Keywords: AUC, cesarean section, decision curves, receiver operating characteristic curves, relative utility curves

1. Introduction

Many statisticians evaluate an additional marker for risk prediction using the change in the area under the receiver operating characteristic (ROC) curve, often denoted AUC [1]. An important issue is how to interpret a small change in AUC. For example an estimate of the risk of later non-elective operative delivery (instrumental vaginal delivery or cesarean section) can help a woman in labor decide if she wants an early elective cesarean section to avoid greater complications from possible later non-elective operative delivery. Schuit et al.[2] constructed two risk prediction models for later non-elective operative delivery. Model 1 was a baseline model involving only antepartum markers (maternal age, parity, previous cesarean section, diabetes, gestational age at delivery, gender, and ultrasonic estimated fetal weight). Model 2 was an extended model that added to the antepartum markers a set of intrapartum markers (induction of labor, oxytocin augmentation, fever, rupture of membranes after 24 hours, epidural analgesia, meconium-stained amniotic fluid, and the use of ST-analysis). In our evaluation, the use of Model 2 instead of Model 1 increased the AUC from 0.73 to 0.75. We questioned whether this small improvement in AUC with Model 2 versus Model 1 is worth the “cost” in time and money of increased data collection on intrapartum markers.

1.1 Why decision analysis

In recent years many researchers have criticized the use of change in AUC for evaluating the performance of an additional marker for risk prediction. As noted by Biswas et al., [3] “The area under the ROC curve (AUC) has been the standard for evaluating the discrimination ability of a risk prediction model. However, in the past few years, it has been increasingly recognized that changes in AUC are not sensitive when few potentially useful factors (such as biomarkers) are added to a model that already comprises standard risk factors”. Similarly, Spitz et al. [4] wrote “The receiver operating characteristics curve may not be sensitive to differences in probabilities between models and, therefore, may be insufficient to assess the impact of adding new predictors. A very large independent association of the new marker is required for a meaningful improvement in AUC, and a substantial gain in performance may not yield a substantial increase in AUC.” The following syllogism summarizes the aforementioned viewpoint.

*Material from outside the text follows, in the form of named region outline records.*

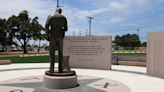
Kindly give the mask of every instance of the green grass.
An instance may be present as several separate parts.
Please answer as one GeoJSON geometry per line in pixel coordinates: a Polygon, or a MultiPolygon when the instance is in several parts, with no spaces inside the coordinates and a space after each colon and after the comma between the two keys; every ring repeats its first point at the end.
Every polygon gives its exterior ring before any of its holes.
{"type": "MultiPolygon", "coordinates": [[[[19,57],[19,56],[8,56],[0,57],[0,60],[10,59],[12,63],[48,63],[49,56],[28,56],[28,57],[19,57]]],[[[56,58],[57,60],[57,58],[56,58]]]]}
{"type": "Polygon", "coordinates": [[[112,53],[113,56],[146,56],[146,53],[112,53]]]}

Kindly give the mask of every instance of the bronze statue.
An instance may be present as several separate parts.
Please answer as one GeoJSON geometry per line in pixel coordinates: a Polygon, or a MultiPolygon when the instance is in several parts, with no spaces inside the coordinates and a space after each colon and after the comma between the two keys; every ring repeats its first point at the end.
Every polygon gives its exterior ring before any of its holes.
{"type": "Polygon", "coordinates": [[[62,9],[57,8],[56,12],[52,16],[48,16],[45,31],[47,40],[50,41],[50,73],[54,73],[55,63],[55,50],[58,50],[59,55],[59,73],[62,73],[62,60],[63,60],[63,39],[67,28],[67,19],[61,15],[62,9]]]}

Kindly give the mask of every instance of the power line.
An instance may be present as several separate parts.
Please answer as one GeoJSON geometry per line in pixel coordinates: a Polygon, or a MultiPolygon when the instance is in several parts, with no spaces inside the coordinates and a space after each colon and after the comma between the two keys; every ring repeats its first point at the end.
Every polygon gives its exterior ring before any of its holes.
{"type": "MultiPolygon", "coordinates": [[[[148,23],[149,24],[149,23],[148,23]]],[[[125,31],[134,31],[134,30],[138,30],[138,29],[143,29],[143,28],[150,28],[150,27],[156,27],[156,26],[164,26],[164,22],[159,22],[159,23],[154,23],[154,24],[149,24],[149,25],[145,25],[145,26],[140,26],[140,27],[136,27],[136,28],[128,28],[125,30],[115,30],[115,32],[125,32],[125,31]]],[[[114,32],[114,33],[115,33],[114,32]]]]}
{"type": "Polygon", "coordinates": [[[63,7],[63,6],[60,6],[60,0],[56,0],[56,7],[57,7],[57,8],[63,7]]]}

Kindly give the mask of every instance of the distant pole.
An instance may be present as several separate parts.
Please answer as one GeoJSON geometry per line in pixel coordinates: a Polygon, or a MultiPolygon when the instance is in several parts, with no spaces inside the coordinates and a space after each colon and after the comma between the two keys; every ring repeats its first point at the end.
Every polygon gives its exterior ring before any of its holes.
{"type": "Polygon", "coordinates": [[[94,19],[93,17],[87,17],[89,19],[89,36],[91,36],[92,32],[91,32],[91,24],[92,24],[92,19],[94,19]]]}
{"type": "Polygon", "coordinates": [[[56,5],[56,6],[57,6],[57,8],[59,8],[59,0],[57,0],[57,3],[56,3],[56,4],[57,4],[57,5],[56,5]]]}
{"type": "Polygon", "coordinates": [[[137,29],[137,35],[138,35],[138,38],[140,39],[140,29],[137,29]]]}
{"type": "Polygon", "coordinates": [[[73,31],[73,36],[75,36],[75,31],[73,31]]]}
{"type": "Polygon", "coordinates": [[[56,0],[56,7],[59,8],[59,7],[63,7],[63,6],[60,6],[60,0],[56,0]]]}

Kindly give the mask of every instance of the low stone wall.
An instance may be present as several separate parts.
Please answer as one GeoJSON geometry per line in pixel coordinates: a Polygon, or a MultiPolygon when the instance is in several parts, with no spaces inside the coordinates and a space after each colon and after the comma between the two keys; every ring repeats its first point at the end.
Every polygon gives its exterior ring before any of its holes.
{"type": "Polygon", "coordinates": [[[146,67],[146,57],[134,57],[134,56],[117,56],[113,59],[118,60],[118,65],[129,65],[129,66],[142,66],[146,67]]]}
{"type": "Polygon", "coordinates": [[[148,34],[147,73],[164,78],[164,31],[148,34]]]}

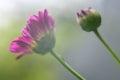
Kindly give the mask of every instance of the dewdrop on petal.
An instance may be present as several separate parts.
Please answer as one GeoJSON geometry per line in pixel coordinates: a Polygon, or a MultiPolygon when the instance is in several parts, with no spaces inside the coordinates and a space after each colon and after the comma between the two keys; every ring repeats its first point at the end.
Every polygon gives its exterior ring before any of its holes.
{"type": "Polygon", "coordinates": [[[101,25],[101,16],[95,9],[88,7],[77,13],[77,22],[83,30],[90,32],[101,25]]]}

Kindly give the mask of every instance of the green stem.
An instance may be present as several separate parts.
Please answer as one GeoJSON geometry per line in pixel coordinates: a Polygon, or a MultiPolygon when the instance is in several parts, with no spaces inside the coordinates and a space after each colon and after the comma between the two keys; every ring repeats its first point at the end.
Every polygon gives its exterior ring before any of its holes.
{"type": "Polygon", "coordinates": [[[78,78],[78,80],[85,80],[81,75],[79,75],[79,73],[77,73],[74,69],[72,69],[67,62],[64,60],[64,58],[55,53],[54,51],[50,51],[50,53],[67,69],[69,70],[74,76],[76,76],[78,78]]]}
{"type": "Polygon", "coordinates": [[[113,58],[120,64],[120,59],[118,56],[113,52],[113,50],[110,48],[110,46],[104,41],[98,30],[94,30],[95,35],[99,38],[99,40],[103,43],[103,45],[108,49],[108,51],[111,53],[113,58]]]}

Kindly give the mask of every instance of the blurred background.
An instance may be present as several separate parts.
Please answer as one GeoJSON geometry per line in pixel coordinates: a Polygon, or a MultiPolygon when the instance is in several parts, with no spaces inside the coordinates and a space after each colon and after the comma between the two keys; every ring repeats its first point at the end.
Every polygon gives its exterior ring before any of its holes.
{"type": "Polygon", "coordinates": [[[27,18],[48,9],[56,24],[56,46],[86,80],[120,80],[118,65],[92,32],[76,23],[76,12],[91,6],[102,16],[99,32],[120,57],[119,0],[1,0],[0,80],[77,80],[53,56],[31,54],[20,60],[9,51],[27,18]]]}

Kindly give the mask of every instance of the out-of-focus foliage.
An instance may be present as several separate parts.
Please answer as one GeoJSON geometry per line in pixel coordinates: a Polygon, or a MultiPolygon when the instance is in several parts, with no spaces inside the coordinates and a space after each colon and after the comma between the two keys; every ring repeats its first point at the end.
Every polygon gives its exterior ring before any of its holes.
{"type": "Polygon", "coordinates": [[[5,5],[3,5],[5,7],[0,8],[0,13],[2,13],[2,15],[0,14],[0,23],[4,24],[4,20],[8,22],[5,25],[0,25],[0,80],[77,80],[49,53],[46,55],[33,53],[20,60],[15,60],[15,55],[9,52],[10,42],[21,35],[27,18],[44,8],[47,8],[55,19],[56,46],[54,50],[64,55],[75,70],[86,80],[120,79],[120,68],[113,61],[111,55],[93,33],[82,31],[76,22],[76,12],[80,9],[88,6],[97,9],[102,15],[100,32],[120,55],[120,11],[117,12],[117,9],[112,7],[116,6],[118,0],[107,0],[103,3],[103,0],[3,1],[5,1],[5,5]],[[10,5],[7,2],[14,4],[13,11],[7,10],[10,9],[7,7],[10,5]],[[110,5],[107,2],[111,2],[110,5]]]}

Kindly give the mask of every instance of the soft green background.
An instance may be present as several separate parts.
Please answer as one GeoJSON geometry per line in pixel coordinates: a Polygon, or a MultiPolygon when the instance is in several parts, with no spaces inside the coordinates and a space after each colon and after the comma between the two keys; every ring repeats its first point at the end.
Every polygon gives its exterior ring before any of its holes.
{"type": "Polygon", "coordinates": [[[76,12],[91,6],[102,15],[101,35],[120,57],[119,0],[1,0],[0,80],[77,80],[49,53],[20,60],[9,52],[10,42],[21,35],[27,18],[48,9],[55,19],[56,46],[68,63],[86,80],[119,80],[118,65],[95,35],[76,23],[76,12]]]}

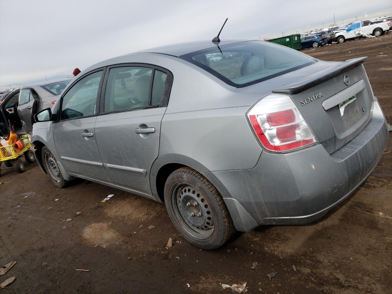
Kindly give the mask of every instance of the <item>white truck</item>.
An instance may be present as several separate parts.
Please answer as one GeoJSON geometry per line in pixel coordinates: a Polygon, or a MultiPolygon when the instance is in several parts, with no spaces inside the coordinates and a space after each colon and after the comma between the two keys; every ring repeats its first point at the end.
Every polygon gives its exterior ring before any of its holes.
{"type": "Polygon", "coordinates": [[[362,22],[357,22],[349,25],[344,31],[335,31],[335,34],[338,43],[343,43],[346,40],[358,37],[369,36],[370,35],[378,37],[389,31],[390,26],[390,22],[383,22],[365,26],[362,22]]]}

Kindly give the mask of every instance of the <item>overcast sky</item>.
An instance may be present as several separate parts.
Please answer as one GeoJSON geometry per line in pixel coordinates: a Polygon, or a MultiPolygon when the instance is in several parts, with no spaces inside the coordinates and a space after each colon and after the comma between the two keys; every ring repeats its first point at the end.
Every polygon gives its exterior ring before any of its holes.
{"type": "MultiPolygon", "coordinates": [[[[0,0],[0,87],[71,74],[147,48],[272,38],[392,14],[390,0],[0,0]],[[374,5],[376,2],[377,5],[374,5]],[[353,3],[350,5],[349,4],[353,3]],[[376,8],[375,8],[376,7],[376,8]]],[[[9,86],[8,86],[9,87],[9,86]]]]}

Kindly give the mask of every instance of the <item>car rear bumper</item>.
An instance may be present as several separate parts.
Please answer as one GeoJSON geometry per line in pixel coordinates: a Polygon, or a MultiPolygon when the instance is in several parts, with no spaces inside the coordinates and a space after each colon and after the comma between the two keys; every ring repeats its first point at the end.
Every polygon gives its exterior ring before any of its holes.
{"type": "Polygon", "coordinates": [[[388,138],[385,117],[375,102],[367,125],[332,154],[320,144],[284,154],[263,152],[251,169],[204,174],[223,196],[238,230],[305,223],[325,215],[366,180],[388,138]]]}

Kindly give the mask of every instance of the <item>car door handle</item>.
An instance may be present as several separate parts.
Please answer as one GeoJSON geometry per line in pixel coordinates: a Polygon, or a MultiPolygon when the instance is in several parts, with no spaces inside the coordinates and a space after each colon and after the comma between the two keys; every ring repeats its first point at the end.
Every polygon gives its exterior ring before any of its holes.
{"type": "Polygon", "coordinates": [[[146,128],[145,129],[136,129],[135,132],[136,134],[148,134],[155,132],[155,128],[146,128]]]}
{"type": "Polygon", "coordinates": [[[82,133],[82,137],[92,137],[94,136],[93,133],[82,133]]]}

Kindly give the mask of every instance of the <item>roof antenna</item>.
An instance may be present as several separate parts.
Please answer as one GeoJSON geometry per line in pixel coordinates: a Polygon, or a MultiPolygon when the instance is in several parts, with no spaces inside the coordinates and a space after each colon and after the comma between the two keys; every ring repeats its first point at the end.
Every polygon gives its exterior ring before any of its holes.
{"type": "Polygon", "coordinates": [[[219,35],[220,34],[220,32],[222,31],[222,29],[223,29],[223,27],[225,26],[225,25],[226,24],[226,22],[227,21],[228,19],[229,19],[229,18],[226,19],[226,20],[225,21],[225,22],[223,23],[223,25],[222,25],[222,27],[221,28],[221,30],[220,31],[219,33],[218,33],[218,35],[212,39],[212,43],[215,45],[217,45],[220,42],[220,39],[219,38],[219,35]]]}

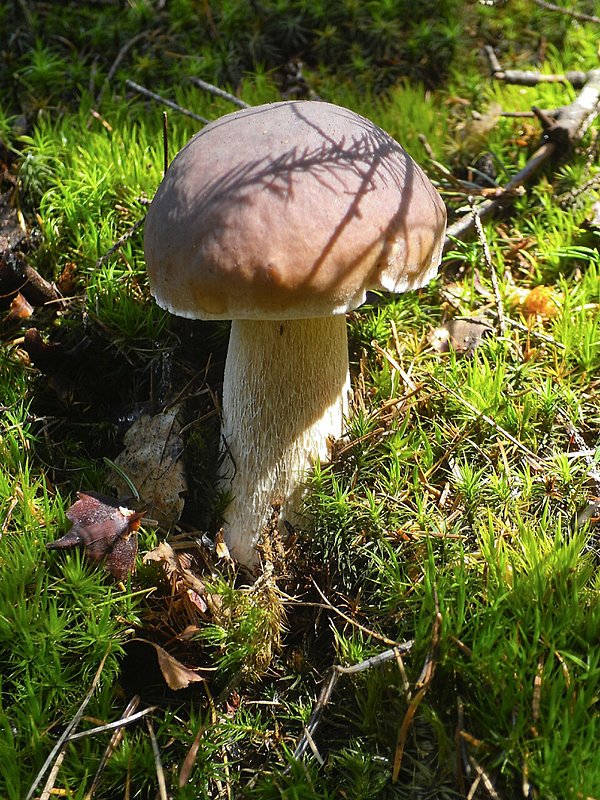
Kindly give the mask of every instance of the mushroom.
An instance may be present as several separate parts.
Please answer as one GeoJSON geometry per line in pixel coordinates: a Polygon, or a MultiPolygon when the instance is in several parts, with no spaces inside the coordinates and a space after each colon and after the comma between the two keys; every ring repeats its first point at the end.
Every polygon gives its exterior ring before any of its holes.
{"type": "Polygon", "coordinates": [[[253,569],[273,502],[294,522],[307,471],[344,430],[344,314],[437,272],[446,210],[374,123],[321,101],[236,111],[175,157],[150,205],[150,287],[170,312],[231,319],[220,481],[225,540],[253,569]]]}

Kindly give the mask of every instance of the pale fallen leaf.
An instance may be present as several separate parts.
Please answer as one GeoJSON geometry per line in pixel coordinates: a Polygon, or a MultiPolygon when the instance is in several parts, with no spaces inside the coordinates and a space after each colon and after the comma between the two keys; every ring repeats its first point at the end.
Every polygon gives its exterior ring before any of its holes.
{"type": "Polygon", "coordinates": [[[457,353],[470,354],[492,332],[493,328],[487,320],[456,317],[436,328],[429,342],[438,353],[455,350],[457,353]]]}
{"type": "MultiPolygon", "coordinates": [[[[125,434],[125,448],[115,459],[139,492],[147,516],[167,530],[181,517],[187,491],[180,410],[172,406],[154,416],[143,414],[125,434]]],[[[120,477],[115,488],[122,495],[131,493],[120,477]]]]}

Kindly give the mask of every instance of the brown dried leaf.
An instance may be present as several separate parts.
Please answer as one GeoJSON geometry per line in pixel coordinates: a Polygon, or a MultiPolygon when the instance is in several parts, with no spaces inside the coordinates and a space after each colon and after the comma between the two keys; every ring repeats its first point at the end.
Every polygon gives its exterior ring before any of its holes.
{"type": "MultiPolygon", "coordinates": [[[[125,434],[125,449],[115,459],[140,493],[148,516],[167,530],[181,517],[187,491],[179,412],[173,406],[155,416],[143,414],[125,434]]],[[[127,493],[124,481],[115,483],[118,492],[127,493]]]]}
{"type": "Polygon", "coordinates": [[[493,328],[486,320],[456,317],[436,328],[429,341],[438,353],[447,353],[452,349],[457,353],[469,354],[492,333],[493,328]]]}
{"type": "Polygon", "coordinates": [[[83,547],[86,558],[94,563],[104,562],[114,578],[123,580],[135,566],[142,514],[92,492],[79,492],[77,496],[79,499],[67,511],[71,528],[46,547],[48,550],[83,547]]]}
{"type": "Polygon", "coordinates": [[[149,642],[147,639],[132,639],[131,641],[154,648],[158,658],[158,666],[169,689],[174,691],[187,689],[191,683],[200,683],[205,680],[202,675],[186,667],[155,642],[149,642]]]}
{"type": "Polygon", "coordinates": [[[27,319],[33,314],[33,306],[29,303],[21,292],[10,301],[10,309],[6,315],[7,320],[27,319]]]}

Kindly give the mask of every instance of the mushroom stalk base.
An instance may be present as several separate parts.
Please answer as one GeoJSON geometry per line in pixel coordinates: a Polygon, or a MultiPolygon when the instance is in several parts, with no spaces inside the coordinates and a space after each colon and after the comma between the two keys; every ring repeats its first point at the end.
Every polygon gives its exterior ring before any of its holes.
{"type": "Polygon", "coordinates": [[[223,383],[225,541],[249,569],[281,502],[294,523],[307,472],[343,433],[350,379],[346,318],[233,320],[223,383]]]}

  1. A risk prediction marker has a large odds ratio after adjustment for other markers.

  2. The addition of the risk prediction marker increases AUC only slightly.

  3. Therefore the increase in AUC is a poor metric for evaluation.

The flaw in the syllogism is the unsupported assumption that a large odds ratio trumps a small increase in AUC for deciding if the addition of the risk prediction marker is worthwhile. As Pencina et al. [5] note, “the fact that markers with very large effect sizes are needed to increase the AUC does not automatically imply that small increases are sufficient and likely to translate into meaningful gains in clinical performance. “Because the odds ratio and AUC are both purely statistical and measuring different quantities, it is not possible to decide which is more informative. A way out of this dilemma is a decision analytic approach that includes costs and benefits. Along these lines Pencina et al. [5] compared change in AUC to the change in the decision-analytic metrics of net benefit and relative utility. Here we discuss the interpretation of a decision-analytic metric, the test tradeoff, which can be derived from a difference in net benefits or relative utilities and is used in a sensitivity analysis.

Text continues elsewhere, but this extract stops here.